It would take decades for gay people's suffering at the hands of the Nazis to be acknowledged. We must never stop remembering, writes Hugh Kaye.

By Samuel McManus

Words: Hugh Kaye

In a quiet area of Berlin’s Tiergarten Park is a strange concrete cube. It has a small window cut into it, through which you can see a 90-second video of two men kissing. This is the German capital’s memorial to the gay men and women persecuted, abused and murdered by the Nazis.

Today (27 January) is Holocaust Memorial Day, and – rightly – much of the focus will be, as it is every year, on the millions of Jews slaughtered by Hitler between 1933 and 1945. There will be some mention of the hundreds of thousands of gypsies murdered and a few passing words for other groups the Nazis found unacceptable. But there will be scant attention paid to the gay men who were victims of the Third Reich.

In fact, no one officially acknowledged they even were victims until decades after the Allies overran Berlin. That’s rather odd given that in 1935 SS leader Heinrich Himmler created something called the Reich Central Office for the Combating of Homosexuality and Abortion. Two years earlier he had said: “We must exterminate these people root and branch… the homosexual must be eliminated.”

It would be years until he was that forward about his plans for the Jews of Europe. It was not until the 1960s that the German government acknowledged past crimes against the LGBT+ community. An official apology would not be forthcoming until 2002. Yes, you read that right, it’s not a typing error – 2002.

The number of gay men who suffered under Nazi rule was small compared with the numbers of Jews murdered. Tiny, in fact. About 100,000 were arrested, of which maybe only 15,000 were sent to concentration camps. Almost nothing compared with the six million Jews hunted down and either shot into pits or marched off to the gas chambers of Auschwitz, Treblinka, Chelmo and Sobibor. But those sent to the camps were often singled out for the most brutal treatment, under a scheme which did not hide its function: Extermination Through Work.

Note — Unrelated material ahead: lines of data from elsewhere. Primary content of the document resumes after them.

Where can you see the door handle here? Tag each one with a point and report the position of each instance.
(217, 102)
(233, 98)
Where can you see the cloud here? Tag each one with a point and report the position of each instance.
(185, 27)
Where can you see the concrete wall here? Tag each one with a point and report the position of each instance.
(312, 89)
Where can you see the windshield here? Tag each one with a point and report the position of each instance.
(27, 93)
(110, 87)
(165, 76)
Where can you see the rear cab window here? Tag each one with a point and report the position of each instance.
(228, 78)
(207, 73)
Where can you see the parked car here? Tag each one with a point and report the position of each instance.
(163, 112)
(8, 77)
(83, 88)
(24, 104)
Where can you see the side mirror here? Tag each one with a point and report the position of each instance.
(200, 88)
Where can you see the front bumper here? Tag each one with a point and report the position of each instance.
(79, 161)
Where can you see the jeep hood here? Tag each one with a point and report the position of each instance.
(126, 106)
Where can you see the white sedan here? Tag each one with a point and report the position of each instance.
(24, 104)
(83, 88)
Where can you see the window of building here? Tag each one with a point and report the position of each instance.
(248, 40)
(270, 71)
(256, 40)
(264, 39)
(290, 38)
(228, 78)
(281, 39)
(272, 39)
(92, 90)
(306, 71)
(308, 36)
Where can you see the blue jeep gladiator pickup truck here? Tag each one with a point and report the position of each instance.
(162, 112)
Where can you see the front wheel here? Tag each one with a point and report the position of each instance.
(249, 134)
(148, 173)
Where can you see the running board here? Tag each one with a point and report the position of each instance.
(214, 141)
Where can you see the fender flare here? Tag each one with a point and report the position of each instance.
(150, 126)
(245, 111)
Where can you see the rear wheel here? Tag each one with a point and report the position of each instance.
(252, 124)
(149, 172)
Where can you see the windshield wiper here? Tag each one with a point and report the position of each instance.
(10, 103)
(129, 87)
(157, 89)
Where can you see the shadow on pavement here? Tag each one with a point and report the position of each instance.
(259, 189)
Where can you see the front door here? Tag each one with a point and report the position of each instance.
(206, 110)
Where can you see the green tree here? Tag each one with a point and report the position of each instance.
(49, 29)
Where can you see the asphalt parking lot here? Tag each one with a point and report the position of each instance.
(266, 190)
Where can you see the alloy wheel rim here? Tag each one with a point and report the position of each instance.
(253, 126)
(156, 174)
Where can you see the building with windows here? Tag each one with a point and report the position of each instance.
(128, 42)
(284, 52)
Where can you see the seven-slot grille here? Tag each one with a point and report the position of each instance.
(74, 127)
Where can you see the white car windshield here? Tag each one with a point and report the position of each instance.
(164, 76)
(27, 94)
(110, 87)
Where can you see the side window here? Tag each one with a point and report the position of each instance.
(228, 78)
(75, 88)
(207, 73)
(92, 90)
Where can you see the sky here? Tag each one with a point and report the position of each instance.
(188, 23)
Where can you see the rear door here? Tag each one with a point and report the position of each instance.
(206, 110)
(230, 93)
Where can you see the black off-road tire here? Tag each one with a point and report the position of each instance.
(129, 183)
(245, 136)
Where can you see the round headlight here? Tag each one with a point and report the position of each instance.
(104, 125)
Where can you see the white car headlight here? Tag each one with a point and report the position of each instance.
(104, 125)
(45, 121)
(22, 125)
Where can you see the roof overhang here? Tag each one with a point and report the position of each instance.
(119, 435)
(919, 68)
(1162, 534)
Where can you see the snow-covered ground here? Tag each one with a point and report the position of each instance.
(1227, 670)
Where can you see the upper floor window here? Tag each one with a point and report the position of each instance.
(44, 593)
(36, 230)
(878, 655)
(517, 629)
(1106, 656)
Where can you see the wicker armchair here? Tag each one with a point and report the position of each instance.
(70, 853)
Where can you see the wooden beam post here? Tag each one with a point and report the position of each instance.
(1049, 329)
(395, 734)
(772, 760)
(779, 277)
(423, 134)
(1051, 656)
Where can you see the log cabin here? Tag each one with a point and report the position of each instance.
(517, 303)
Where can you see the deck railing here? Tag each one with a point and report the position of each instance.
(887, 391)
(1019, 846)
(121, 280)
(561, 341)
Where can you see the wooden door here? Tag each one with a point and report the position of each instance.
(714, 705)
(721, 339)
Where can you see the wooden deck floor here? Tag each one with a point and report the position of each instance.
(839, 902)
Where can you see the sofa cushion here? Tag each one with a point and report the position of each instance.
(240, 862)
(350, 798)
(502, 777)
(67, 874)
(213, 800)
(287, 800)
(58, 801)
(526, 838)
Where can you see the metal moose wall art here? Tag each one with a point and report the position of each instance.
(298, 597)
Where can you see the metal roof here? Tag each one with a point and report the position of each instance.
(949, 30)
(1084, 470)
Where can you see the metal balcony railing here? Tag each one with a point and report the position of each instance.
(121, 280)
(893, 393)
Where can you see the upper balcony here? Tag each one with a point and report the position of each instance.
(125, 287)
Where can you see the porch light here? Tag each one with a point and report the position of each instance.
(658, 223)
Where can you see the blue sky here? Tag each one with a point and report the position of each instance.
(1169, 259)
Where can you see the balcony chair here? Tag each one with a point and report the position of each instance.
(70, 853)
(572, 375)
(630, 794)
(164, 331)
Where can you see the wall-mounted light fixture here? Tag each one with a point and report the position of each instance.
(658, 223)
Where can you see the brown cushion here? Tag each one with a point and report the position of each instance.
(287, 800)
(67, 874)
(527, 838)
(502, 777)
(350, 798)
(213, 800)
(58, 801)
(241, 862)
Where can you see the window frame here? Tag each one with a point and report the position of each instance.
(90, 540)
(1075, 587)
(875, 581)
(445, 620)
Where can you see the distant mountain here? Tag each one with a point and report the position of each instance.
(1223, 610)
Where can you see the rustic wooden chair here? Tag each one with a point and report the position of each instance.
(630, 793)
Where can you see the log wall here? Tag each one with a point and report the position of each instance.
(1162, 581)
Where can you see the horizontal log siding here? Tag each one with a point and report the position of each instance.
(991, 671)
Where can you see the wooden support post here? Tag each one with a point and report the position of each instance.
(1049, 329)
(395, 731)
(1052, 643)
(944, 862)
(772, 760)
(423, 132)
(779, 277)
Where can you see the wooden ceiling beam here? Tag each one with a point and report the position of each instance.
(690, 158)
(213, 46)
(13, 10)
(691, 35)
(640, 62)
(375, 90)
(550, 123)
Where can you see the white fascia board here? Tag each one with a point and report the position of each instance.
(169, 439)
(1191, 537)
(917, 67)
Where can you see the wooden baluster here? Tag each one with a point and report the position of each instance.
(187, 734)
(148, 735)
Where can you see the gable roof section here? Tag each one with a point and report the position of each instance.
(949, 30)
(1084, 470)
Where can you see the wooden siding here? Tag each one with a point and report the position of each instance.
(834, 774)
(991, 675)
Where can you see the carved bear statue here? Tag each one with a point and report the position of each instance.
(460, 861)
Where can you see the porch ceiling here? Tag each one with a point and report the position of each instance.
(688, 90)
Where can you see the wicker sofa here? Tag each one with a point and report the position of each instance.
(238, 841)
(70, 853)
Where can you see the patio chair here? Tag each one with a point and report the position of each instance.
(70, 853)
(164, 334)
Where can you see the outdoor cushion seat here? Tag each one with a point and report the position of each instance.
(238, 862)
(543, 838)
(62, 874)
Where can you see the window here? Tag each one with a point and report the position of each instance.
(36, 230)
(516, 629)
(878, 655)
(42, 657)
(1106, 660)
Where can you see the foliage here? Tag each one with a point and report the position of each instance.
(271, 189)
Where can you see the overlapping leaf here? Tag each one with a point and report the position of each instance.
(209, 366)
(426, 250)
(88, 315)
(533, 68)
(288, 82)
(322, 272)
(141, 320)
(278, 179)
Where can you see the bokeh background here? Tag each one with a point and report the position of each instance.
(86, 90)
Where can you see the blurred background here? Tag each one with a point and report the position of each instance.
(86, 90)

Gay men were often given the most back-breaking tasks and suffered horrific torture – men’s fingernails were pulled out for the smallest infraction of the rules – or just for the fun of the SS guards – and many had their bowels purposely punctured.

At Buchenwald, gay men were subject to horrific pseudo-scientific experiments as the Germans looked for a “cure” for homosexuality (now where have we heard that used since?) These experiments included having a metal tube that released testosterone into their system sewn into their groin. Others were stripped naked and literally thrown to the dogs – to be mauled to death.

The persecution of gay men started almost the moment Hitler took power. The Gestapo drew up lists of known homosexuals and they were rounded up and arrested. Some died in custody, others were castrated. When liberation finally came, unlike other groups LGBT+ victims of those dark days often found themselves still imprisoned and on Germany’s version of the Sexual Offenders register: Homosexuality remained illegal in the Soviet-occupied eastern part of German until 1968, while those in the more-liberal West had to wait until 1969. And, again unlike other major groups, there was to be no compensation for their suffering – no reparations, no pensions.

Maybe the thing that makes the Nazis’ treatment of queer people still worrying today is that even for the times, it was a major step backwards. Although being gay was illegal in Germany before 1933, the police often turned a blind eye, particularly in major cities such as Berlin. The Weimar Republic, set up in the years after the Kaiser’s armies were defeated in World War One, took a very liberal view to sex and sexuality and there was a very real chance that being LGBT+ would have been decriminalised had not Hitler become chancellor in 1933.

Germany was a highly civilised, industrialised nation. The same backward step could happen again in any modern, developed nation. Remember.